Les associations ont toujours dit et répété que la situation nouvelle créée à l’automne 1998 avait été une brutale et soudaine aggravation de la situation antérieure, et leur première exigence avait été un retour à cette situation.
Cela ne voulait pas pour autant dire qu'elle était satisfaisante comme veut le faire croire l’armée de l’air, car c’est faire trop facilement abstraction des nombreuses plaintes que des protestataires inorganisés, adressaient un peu à tout le monde depuis 50 ans : à la base, au maire, au préfet, au ministre.
Aujourd’hui, à l’approche du 3ième anniversaire de la Charte, il est important qu’un bilan concret, sincère et objectif, soit tiré en commun et l’état de la situation actuelle évalué.
A la signature de la Charte les associations ont à l’unanimité exprimé leur sentiment selon lequel nous venions de franchir une première étape sans que pour autant considérer avoir mis un point final aux tensions existantes.
C’est d’ailleurs, dans cet esprit, que les élus et les associations ont obtenu que les thèmes à aborder pour la poursuite de la concertation soient mentionnés dans la résolution annexée à la charte.
De nombreux problèmes subsistaient qui n’avaient pas été abordés, certains autres ont été repoussés ou éludés, mais qui sont maintenant à examiner avec attention et une véritable volonté de les régler au mieux des intérêts de la population.
La principale raison de notre engagement dans l’élaboration et la conclusion de la Charte, a été que soit inscrit dans son préambule qu’elle n’était pas un document figé et qu’elle était appelée à évoluer et à se compléter notamment en fonction des attentes des riverains.

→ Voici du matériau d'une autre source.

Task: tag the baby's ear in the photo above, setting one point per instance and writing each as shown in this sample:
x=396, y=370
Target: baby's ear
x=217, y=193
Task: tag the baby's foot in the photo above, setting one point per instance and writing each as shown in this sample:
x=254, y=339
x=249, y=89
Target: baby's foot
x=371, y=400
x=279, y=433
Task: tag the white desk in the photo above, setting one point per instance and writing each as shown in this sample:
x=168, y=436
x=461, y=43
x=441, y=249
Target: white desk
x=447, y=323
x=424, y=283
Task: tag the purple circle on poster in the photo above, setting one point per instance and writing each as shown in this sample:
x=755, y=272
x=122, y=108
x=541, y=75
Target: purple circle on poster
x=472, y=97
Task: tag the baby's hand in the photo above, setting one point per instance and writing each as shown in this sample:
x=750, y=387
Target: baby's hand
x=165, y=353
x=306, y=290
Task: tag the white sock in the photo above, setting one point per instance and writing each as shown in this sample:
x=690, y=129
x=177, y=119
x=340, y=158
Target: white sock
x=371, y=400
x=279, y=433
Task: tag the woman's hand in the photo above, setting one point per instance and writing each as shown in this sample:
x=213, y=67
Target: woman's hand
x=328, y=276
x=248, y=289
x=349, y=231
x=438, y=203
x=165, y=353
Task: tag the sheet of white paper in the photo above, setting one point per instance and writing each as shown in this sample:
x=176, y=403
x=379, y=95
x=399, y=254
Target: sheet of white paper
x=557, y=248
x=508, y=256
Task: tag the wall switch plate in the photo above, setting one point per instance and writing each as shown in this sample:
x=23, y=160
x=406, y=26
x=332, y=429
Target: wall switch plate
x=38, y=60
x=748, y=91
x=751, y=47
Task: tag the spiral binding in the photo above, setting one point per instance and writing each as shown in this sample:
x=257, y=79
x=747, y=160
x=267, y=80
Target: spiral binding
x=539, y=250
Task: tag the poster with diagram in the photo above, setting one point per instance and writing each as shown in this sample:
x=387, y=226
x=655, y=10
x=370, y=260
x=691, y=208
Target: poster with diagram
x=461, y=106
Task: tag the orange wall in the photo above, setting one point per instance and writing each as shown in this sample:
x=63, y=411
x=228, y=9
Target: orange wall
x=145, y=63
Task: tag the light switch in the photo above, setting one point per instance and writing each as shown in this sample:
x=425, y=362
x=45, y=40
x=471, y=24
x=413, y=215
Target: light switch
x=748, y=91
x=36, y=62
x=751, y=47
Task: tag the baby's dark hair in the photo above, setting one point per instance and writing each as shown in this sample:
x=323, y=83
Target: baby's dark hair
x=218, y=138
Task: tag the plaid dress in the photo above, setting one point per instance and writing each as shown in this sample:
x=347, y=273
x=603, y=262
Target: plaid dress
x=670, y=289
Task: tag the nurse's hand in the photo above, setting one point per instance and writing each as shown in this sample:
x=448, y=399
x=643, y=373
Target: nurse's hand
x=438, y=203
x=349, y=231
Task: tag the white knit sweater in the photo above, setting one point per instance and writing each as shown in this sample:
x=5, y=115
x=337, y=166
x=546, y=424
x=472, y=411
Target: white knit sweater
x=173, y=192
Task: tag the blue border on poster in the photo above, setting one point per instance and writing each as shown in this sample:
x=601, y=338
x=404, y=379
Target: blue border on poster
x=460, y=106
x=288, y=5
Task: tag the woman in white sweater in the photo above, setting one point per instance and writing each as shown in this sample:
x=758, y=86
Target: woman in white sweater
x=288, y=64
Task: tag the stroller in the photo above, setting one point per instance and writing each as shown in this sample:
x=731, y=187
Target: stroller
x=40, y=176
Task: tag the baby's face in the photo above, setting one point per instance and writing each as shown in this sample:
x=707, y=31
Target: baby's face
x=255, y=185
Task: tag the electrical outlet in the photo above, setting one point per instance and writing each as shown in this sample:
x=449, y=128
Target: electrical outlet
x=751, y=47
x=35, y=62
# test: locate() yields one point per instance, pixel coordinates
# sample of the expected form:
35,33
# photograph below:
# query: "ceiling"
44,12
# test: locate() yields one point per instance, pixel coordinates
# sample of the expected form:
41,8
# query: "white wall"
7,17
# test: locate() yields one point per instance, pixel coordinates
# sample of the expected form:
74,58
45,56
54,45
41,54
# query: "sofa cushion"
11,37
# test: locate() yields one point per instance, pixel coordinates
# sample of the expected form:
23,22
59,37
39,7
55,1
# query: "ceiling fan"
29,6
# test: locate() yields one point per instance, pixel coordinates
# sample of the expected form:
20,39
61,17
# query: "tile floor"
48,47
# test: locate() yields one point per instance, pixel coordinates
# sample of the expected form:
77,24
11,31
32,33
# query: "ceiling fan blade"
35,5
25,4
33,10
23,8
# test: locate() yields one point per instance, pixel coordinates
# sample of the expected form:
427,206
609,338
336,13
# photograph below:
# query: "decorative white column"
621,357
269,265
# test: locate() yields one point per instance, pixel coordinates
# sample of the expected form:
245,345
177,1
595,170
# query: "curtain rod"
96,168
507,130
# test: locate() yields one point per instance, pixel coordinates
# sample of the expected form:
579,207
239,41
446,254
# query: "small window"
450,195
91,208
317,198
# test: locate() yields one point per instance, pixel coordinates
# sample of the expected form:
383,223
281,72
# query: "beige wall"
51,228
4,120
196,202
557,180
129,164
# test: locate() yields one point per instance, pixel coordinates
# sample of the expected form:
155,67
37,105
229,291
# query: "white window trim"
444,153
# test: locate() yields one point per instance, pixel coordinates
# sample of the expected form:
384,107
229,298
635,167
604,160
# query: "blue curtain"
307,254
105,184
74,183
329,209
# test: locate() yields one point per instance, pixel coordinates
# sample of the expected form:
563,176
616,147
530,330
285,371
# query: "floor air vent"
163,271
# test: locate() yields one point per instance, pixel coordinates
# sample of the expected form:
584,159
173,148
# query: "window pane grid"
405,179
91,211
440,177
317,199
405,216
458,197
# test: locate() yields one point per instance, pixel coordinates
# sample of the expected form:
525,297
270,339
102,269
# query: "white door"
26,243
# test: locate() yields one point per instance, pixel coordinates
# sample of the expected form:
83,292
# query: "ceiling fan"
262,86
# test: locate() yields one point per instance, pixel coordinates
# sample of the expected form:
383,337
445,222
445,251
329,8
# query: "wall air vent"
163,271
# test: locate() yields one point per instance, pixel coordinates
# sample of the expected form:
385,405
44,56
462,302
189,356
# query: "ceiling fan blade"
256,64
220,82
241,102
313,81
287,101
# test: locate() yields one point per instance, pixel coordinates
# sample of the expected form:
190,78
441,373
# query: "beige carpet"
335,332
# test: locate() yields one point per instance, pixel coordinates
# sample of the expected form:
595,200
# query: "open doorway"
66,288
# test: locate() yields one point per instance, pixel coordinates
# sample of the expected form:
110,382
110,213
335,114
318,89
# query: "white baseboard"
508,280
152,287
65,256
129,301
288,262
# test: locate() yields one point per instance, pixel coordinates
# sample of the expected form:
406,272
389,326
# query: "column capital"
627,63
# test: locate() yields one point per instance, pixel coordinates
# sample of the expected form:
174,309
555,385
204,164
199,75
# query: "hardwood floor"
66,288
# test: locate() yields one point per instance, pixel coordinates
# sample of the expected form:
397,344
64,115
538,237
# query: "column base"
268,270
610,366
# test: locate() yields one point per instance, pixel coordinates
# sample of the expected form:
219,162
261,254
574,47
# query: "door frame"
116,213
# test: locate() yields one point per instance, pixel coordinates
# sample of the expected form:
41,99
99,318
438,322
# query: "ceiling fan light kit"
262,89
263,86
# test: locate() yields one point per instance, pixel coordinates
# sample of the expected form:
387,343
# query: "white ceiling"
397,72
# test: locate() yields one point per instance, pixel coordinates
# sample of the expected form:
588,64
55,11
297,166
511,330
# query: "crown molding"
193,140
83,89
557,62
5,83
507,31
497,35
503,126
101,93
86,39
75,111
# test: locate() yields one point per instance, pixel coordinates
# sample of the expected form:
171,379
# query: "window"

Les associations ont toujours défendu un tronc commun d’exigences, mais elles représentent aussi chacune un secteur géographique particulier, avec des arguments personnels à faire valoir et des attentes à satisfaire. Il n’est pas concevable que l’Etat et l’Armée de l’air soient remontés sur leur piédestal et se contentent d’administrer et de manoeuvrer en ignorant à nouveau les réalités vécues par le peuple.
En conséquence nous vous demandons, Monsieur le Préfet, de provoquer la reprise de la concertation sur la base d’une renégociation de la Charte, mais également en n’écartant plus comme cela a été fait jusqu’à présent, les questions qui relèveraient exclusivement de la compétence de l’Etat.
Nous sommes disposés à participer à toute structure à laquelle vous jugeriez bon de faire appel, C.C.E. comprise bien évidemment.
Nos associations seraient très sensibles à une réponse dans les meilleurs délais et, en tout état de cause, avant la fin du mois de MAI 2005.
Dans cette attente, soyez assuré, Monsieur le Préfet, de notre considération distinguée.